The statements wary about the governor’s agreement with the university—which Kawasaki told the ADN amounted to “extortion”—are with good reason. At many turns throughout his time in office, the governor has sought to limit the power of the Legislature and consolidate power around himself.

In his own administration, Dunleavy has consolidated power around the Office of Management and Budget Director Donna Arduin. One of his first steps in office was to sign—and not immediately publish—an executive order that moved every department’s budget specialist into Arduin’s office. It’s created a disconnect between departments and their budgets, often leaving the Legislature in the dark about the budget.

The Arduin-prepared budget also included provisions that would have allowed the Office of Management and Budget to shuffle around funds within each department after the Legislature signs off on the budget. If those lines had been allowed to go into law, it would have effectively removed the Legislature’s ability to appropriate money into specific programs.

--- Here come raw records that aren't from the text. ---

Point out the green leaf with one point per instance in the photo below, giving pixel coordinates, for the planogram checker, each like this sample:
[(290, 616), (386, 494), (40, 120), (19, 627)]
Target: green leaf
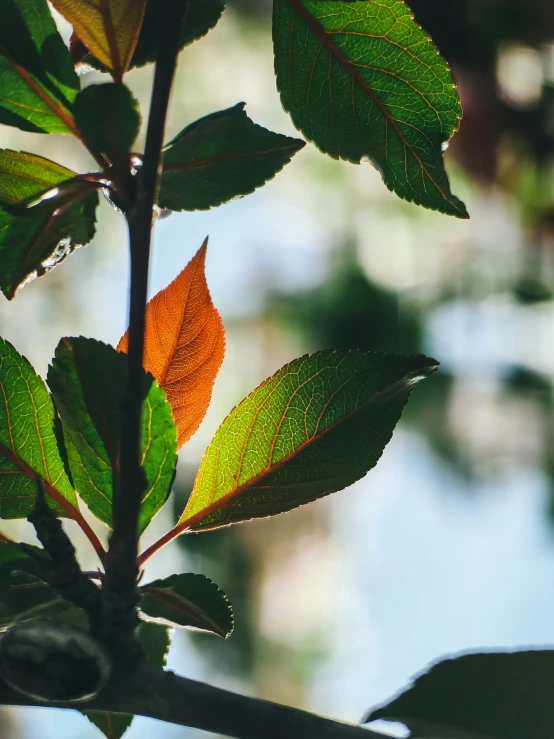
[(38, 83), (363, 81), (188, 600), (37, 234), (479, 696), (22, 589), (155, 641), (201, 17), (87, 380), (315, 427), (108, 117), (28, 444), (222, 156)]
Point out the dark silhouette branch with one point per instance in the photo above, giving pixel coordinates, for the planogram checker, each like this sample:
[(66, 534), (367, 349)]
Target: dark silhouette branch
[(178, 700), (120, 585)]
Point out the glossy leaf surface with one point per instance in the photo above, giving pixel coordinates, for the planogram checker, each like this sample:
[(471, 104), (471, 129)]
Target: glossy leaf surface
[(220, 157), (108, 28), (363, 81), (315, 427), (38, 83), (108, 117), (184, 345), (33, 240), (155, 641), (479, 696), (188, 600), (28, 444), (87, 379)]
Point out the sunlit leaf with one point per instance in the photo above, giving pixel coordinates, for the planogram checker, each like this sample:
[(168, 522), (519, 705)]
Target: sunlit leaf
[(184, 345), (188, 600), (34, 239), (37, 80), (315, 427), (108, 28), (28, 444), (222, 156), (155, 641), (108, 117), (87, 380), (479, 696), (201, 16), (363, 81)]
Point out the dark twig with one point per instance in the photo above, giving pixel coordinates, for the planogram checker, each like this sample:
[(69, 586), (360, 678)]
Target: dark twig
[(120, 584), (65, 576), (178, 700)]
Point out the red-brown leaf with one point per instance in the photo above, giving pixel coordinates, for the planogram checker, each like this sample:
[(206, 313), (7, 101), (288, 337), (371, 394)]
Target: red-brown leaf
[(184, 344)]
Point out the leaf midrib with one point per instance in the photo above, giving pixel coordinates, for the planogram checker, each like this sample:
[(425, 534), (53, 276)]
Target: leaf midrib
[(214, 506), (298, 7)]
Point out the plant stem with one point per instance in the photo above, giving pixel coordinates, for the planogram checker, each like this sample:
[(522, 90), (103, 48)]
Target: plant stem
[(120, 585), (178, 700)]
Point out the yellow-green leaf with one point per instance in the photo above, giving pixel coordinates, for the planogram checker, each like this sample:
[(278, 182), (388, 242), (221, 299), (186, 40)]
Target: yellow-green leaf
[(108, 28)]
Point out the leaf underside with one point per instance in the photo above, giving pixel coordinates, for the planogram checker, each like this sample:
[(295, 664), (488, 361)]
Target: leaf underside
[(108, 28), (363, 81), (28, 444), (87, 379), (479, 696), (315, 427), (188, 600), (155, 641), (34, 239), (184, 345), (220, 157), (38, 83)]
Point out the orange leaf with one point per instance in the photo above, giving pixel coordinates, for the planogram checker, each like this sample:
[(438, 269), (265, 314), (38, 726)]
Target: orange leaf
[(108, 28), (184, 344)]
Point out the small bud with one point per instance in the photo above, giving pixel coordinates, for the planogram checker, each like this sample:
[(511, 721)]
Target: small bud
[(53, 662)]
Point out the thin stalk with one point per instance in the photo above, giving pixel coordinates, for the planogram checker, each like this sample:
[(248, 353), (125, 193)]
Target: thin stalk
[(120, 586)]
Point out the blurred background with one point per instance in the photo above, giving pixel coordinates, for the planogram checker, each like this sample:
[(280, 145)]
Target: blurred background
[(448, 545)]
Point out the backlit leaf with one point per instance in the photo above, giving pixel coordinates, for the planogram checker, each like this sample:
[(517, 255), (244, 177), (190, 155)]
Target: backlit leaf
[(38, 83), (479, 696), (188, 600), (108, 117), (34, 239), (155, 641), (184, 345), (87, 379), (28, 444), (363, 81), (222, 156), (108, 28), (201, 16), (315, 427)]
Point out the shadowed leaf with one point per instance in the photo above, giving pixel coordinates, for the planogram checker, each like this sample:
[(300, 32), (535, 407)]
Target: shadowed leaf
[(37, 80), (28, 445), (184, 345), (108, 28), (108, 117), (34, 239), (155, 641), (22, 591), (87, 380), (188, 600), (363, 81), (479, 696), (315, 427), (220, 157)]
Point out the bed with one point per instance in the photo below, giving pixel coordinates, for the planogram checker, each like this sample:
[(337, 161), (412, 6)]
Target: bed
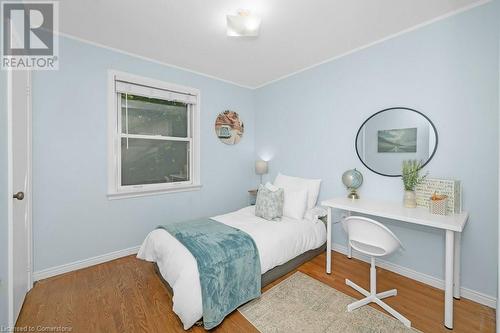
[(282, 246)]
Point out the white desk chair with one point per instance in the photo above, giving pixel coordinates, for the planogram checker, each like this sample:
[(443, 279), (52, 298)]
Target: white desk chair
[(376, 240)]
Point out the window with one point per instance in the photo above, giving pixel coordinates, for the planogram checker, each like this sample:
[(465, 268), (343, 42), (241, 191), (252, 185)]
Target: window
[(154, 137)]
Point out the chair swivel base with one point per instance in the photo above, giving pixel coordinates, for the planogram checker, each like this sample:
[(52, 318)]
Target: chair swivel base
[(376, 298)]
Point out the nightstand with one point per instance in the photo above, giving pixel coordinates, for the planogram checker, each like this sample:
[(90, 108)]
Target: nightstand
[(252, 196)]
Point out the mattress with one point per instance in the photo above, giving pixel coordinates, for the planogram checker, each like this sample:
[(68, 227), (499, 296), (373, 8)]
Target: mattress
[(277, 242)]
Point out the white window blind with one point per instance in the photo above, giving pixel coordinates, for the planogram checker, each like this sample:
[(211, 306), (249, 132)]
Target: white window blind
[(152, 92)]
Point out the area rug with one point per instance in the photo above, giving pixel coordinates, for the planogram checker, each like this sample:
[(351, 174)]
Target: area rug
[(303, 304)]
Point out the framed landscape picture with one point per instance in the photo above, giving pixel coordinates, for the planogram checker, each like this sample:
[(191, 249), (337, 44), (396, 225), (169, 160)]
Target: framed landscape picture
[(401, 140)]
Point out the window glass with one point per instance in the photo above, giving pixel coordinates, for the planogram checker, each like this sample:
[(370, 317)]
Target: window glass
[(150, 161), (151, 116)]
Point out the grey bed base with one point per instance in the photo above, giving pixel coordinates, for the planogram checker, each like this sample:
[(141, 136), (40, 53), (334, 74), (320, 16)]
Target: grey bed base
[(273, 274)]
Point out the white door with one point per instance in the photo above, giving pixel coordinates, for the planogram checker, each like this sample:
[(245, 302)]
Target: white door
[(20, 173)]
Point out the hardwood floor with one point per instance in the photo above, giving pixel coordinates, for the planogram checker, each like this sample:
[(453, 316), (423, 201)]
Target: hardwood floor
[(126, 295)]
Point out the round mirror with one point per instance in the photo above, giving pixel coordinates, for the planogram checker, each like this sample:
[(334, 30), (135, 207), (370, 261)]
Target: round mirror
[(393, 135), (229, 127)]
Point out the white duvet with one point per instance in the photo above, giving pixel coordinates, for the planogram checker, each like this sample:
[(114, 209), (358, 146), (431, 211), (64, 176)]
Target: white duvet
[(277, 243)]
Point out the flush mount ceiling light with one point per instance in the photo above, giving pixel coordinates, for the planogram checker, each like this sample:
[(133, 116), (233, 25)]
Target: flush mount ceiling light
[(244, 24)]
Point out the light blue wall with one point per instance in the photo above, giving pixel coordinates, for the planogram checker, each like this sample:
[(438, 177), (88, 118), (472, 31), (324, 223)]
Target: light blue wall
[(447, 70), (4, 197), (72, 217)]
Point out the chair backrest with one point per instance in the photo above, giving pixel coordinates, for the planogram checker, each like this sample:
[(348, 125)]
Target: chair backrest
[(370, 237)]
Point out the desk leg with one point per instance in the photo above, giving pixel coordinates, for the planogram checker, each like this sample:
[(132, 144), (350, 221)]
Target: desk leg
[(448, 286), (329, 242), (349, 248), (456, 271)]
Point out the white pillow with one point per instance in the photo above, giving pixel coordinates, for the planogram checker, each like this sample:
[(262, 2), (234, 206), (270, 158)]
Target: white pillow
[(295, 204), (296, 184), (271, 187)]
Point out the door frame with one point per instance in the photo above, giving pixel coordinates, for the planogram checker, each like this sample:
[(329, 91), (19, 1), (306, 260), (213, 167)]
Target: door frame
[(10, 191)]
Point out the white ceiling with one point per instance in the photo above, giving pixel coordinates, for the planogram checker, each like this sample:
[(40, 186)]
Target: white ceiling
[(294, 34)]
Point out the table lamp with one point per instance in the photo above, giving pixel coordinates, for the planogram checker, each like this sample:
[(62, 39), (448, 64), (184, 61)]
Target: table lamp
[(261, 168)]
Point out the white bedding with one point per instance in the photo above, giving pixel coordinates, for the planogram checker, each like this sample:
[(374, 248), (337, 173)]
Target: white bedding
[(277, 243)]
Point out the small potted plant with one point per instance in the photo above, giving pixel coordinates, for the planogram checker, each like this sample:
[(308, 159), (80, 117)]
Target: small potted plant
[(411, 178)]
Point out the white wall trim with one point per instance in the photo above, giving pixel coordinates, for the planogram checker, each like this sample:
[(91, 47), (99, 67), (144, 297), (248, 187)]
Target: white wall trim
[(76, 265), (409, 273), (251, 87), (421, 277), (10, 226), (159, 62), (397, 34)]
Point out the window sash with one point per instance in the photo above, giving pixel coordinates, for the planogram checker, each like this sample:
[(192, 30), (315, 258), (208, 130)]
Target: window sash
[(119, 135)]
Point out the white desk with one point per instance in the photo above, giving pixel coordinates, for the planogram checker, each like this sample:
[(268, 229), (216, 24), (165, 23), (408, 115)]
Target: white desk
[(452, 224)]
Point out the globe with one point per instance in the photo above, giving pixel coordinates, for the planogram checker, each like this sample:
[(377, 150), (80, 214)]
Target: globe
[(352, 179)]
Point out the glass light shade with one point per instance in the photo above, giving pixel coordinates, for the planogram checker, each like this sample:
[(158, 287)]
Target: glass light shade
[(260, 167), (243, 25)]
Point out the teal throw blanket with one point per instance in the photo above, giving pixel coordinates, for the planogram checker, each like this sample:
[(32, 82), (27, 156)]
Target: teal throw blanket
[(228, 265)]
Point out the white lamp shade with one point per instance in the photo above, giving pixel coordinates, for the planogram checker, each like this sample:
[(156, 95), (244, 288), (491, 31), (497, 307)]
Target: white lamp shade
[(260, 167)]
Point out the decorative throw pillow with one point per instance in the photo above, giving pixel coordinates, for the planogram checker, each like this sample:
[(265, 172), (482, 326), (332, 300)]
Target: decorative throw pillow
[(295, 204), (289, 183), (269, 204)]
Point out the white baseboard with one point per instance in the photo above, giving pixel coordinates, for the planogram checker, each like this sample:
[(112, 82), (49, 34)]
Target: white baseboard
[(73, 266), (421, 277)]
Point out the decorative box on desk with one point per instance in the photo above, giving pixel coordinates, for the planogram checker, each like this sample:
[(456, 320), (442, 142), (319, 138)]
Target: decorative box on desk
[(449, 187)]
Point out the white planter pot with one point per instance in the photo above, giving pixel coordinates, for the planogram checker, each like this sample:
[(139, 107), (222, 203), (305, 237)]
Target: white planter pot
[(410, 199)]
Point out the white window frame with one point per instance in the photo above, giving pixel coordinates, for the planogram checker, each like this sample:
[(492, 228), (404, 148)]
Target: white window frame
[(115, 189)]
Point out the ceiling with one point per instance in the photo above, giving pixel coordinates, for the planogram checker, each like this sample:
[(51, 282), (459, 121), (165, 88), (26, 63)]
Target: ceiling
[(294, 34)]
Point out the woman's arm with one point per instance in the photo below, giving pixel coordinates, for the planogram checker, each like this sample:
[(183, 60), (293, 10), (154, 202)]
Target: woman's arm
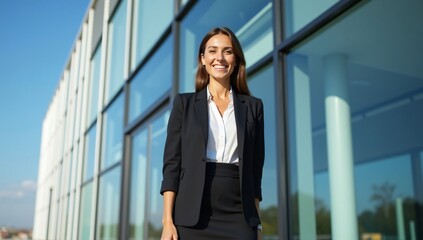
[(169, 230)]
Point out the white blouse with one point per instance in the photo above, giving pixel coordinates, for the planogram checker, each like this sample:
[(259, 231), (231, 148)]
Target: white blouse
[(222, 144)]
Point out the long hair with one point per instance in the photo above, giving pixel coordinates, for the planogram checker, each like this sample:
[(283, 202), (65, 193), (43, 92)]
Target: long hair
[(238, 77)]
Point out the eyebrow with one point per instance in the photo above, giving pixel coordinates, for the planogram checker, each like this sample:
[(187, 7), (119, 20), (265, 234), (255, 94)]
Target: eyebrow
[(217, 47)]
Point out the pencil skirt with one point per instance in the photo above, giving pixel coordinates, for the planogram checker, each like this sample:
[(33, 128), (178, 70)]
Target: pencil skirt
[(221, 214)]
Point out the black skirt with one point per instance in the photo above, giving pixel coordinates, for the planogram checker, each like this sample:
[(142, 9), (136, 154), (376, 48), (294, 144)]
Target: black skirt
[(221, 210)]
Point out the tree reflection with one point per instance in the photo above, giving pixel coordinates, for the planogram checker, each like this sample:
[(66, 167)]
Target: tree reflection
[(382, 219)]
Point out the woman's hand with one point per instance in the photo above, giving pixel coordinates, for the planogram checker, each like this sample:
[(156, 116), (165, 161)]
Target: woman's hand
[(169, 231)]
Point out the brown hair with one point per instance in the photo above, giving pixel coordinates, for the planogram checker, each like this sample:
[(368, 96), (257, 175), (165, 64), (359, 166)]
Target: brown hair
[(238, 77)]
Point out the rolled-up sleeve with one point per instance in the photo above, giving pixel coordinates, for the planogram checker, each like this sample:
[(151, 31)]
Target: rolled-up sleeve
[(259, 151), (172, 151)]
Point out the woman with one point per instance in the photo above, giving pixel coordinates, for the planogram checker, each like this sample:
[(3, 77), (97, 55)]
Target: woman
[(214, 153)]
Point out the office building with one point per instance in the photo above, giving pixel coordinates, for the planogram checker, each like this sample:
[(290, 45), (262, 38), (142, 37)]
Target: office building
[(342, 85)]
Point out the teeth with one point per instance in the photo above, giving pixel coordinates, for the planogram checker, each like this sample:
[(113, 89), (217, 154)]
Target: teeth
[(220, 67)]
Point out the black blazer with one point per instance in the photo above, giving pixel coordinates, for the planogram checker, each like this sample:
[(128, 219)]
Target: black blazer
[(185, 154)]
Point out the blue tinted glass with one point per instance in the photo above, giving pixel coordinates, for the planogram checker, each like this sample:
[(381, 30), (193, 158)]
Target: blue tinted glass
[(108, 205), (89, 155), (146, 34), (299, 13), (152, 82), (250, 20), (354, 120), (85, 227), (262, 85), (138, 185), (112, 134), (94, 83), (116, 51)]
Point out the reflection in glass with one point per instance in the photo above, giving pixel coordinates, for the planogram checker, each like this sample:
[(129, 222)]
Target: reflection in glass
[(299, 13), (85, 214), (152, 81), (145, 34), (252, 24), (112, 134), (116, 51), (381, 196), (155, 207), (108, 205), (138, 185), (261, 85), (89, 154), (379, 103), (93, 85)]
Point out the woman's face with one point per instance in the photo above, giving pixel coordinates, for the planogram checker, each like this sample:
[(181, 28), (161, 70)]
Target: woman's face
[(219, 58)]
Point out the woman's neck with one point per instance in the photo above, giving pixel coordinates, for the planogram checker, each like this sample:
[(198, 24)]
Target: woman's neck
[(218, 89)]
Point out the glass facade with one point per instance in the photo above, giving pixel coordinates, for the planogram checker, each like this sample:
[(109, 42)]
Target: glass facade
[(152, 82), (112, 145), (354, 113), (107, 224), (85, 217), (94, 81), (342, 88), (89, 156), (144, 37), (116, 51)]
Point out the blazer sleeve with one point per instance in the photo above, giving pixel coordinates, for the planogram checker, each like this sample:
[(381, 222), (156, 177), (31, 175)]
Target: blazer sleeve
[(172, 151), (259, 151)]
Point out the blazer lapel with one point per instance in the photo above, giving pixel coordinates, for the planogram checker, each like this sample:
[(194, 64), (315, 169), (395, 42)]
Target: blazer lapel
[(240, 118), (201, 109)]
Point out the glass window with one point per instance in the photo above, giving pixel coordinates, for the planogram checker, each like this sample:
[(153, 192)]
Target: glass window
[(70, 171), (262, 85), (85, 215), (89, 155), (183, 2), (155, 207), (138, 185), (145, 35), (94, 80), (250, 20), (116, 51), (112, 134), (299, 13), (108, 205), (355, 107), (152, 82)]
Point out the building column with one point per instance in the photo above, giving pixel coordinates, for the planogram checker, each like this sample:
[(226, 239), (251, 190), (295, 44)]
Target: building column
[(304, 151), (340, 154)]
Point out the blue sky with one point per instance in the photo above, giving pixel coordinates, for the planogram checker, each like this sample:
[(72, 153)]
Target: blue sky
[(36, 38)]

The authority was never entertained by the Legislature and were summarily removed from the budget bills.

There’s also the matter of his proposed constitutional amendments. He’s seeking a strict spending limit as well as a change that would completely overhaul—and undermine—the Legislature’s ability to raise revenue as well as the initiative process. The legislation would require any taxes created by the Legislature through or by the public through the initiative process to be approved by the other.

Both are attempts to box in the Legislature’s authority on the budget.

Dunleavy has set the stage for a legal battle over the Legislature’s authority to create multi-year budgets when it comes to K-12 education (a move done in the 2017 session that spared K-12 funding from any vetoes this year). He argues that the Legislature can’t approve multi-year appropriations unless it has the money in-hand for the years it covers.

Now, he’s proposing a multi-year plan to cut the University of Alaska, effectively binding the Legislature without any formal process.

Of course, the agreement between the University of Alaska and Dunleavy doesn’t carry the binding force of law. It can’t and won’t stop the Legislature from holding onto the reins of its constitutional role as the appropriating branch of government.

The governor’s drawn-out tour of “restoring” his vetoes is only possible because of the Alaska Legislature, using its power of appropriation, put the money back.